It’s hard to overstate how impressed I am by the itch.io community. Each week I work on these recommendations and think “After all of these years there’s no way I’ll be surprised by games” and each week I feel like an idiot for underestimating the creativity present in gaming. This week we’ve got a classic game saved from the trash heap of history, a duck-themed evolution of Punch-Out, and an extremely promising group of rebels. Check out this week’s recommendations below.
Pato Box is a game that makes me ask a lot of difficult questions and shakes my faith in the indie scene. Specifically I ask “How has it taken us THIS LONG to make a game inspired by Punch-Out?” and the lackluster response embarrasses me on behalf of the whole community. Fortunately Pato Box is here to restore my faith in all of us. But don’t let this trick you into thinking Pato Box is a straight ripoff of a game from the 80s, this is an evolution of a classic formula.

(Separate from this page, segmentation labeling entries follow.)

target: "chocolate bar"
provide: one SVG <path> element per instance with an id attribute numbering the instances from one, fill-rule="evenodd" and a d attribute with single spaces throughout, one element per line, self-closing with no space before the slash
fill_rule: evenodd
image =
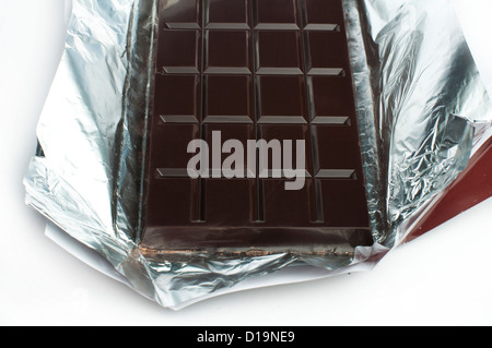
<path id="1" fill-rule="evenodd" d="M 161 0 L 141 249 L 372 245 L 341 0 Z"/>

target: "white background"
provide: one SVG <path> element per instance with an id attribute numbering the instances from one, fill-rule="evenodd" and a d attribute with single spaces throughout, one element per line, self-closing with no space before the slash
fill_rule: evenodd
<path id="1" fill-rule="evenodd" d="M 460 14 L 492 86 L 489 1 Z M 0 325 L 490 325 L 492 200 L 370 273 L 227 295 L 179 312 L 141 298 L 44 236 L 22 179 L 63 47 L 63 0 L 0 0 Z M 489 45 L 489 46 L 483 46 Z"/>

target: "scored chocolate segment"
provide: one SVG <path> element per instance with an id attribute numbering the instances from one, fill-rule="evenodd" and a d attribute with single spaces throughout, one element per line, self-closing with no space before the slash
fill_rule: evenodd
<path id="1" fill-rule="evenodd" d="M 157 38 L 143 249 L 373 244 L 341 0 L 160 0 Z"/>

Pato Box is very, very serious tale of a man with a duck’s head and his time fighting a dystopian duck-themed corporation. What follows is a hilarious, comic inspired romp that has you fighting a series of increasingly ridiculous bosses each of which tests the limits of what can be done in a duck based punching game. Pato Box won’t be for everyone, but if you wish Punch Out had less Mario and more waterfowl you’re in luck.

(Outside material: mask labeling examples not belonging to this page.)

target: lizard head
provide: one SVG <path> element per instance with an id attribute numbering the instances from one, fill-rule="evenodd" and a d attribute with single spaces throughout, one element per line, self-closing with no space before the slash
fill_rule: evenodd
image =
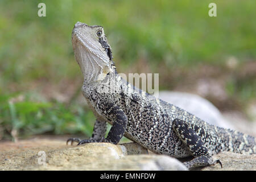
<path id="1" fill-rule="evenodd" d="M 115 72 L 112 52 L 102 26 L 78 22 L 72 31 L 75 57 L 85 80 L 98 82 Z"/>

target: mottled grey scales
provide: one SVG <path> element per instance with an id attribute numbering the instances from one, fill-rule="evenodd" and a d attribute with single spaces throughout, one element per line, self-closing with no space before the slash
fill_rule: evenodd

I really love when developers challenge and test the traditional structure of game development. Some of the latest folks to get weird with the funding/crunch/release/repeat cycle are the ones behind the Sokpop Collective. You may know them from their bamboo themed EP, but recently they’ve been releasing 2 games a month which are directly purchasable here on itch.io but also by contributing to their Patreon.
I’ve checked out a handful of their projects and each time I’m impressed by the team’s creativity and ability to make games so frequently without falling into anything repetitive. Each game feels distinct from each other and have varied art styles that are somehow all beautiful and unique. If you need a place to start, check out their recently released Dino Game and fall down the rabbit hole from there.
Yeah yeah yeah, I wrote about this game earlier this week but hear me out: The Majesty of Colors is still an emotional roller coaster that shows off its developers’ talent a decade later. Technically the game is about a Lovecraft-esque sea creature touching balloons and living underwater, but there is so much more living under the surface. The Majesty of Colors is heartwarming and emotionally resonant in a way that few games have been since.
If you’ve never played the Majesty of Colors before, you’re in for a treat. You may be able to dig up the free flash version of the project online somewhere but the remastered version is great and for $3 it’s an absolute steal. If you care about seeing how the indie community has grown and evolved in the past decade, consider the Majesty of Colors both a time capsule from a different era, and an unmissable experience.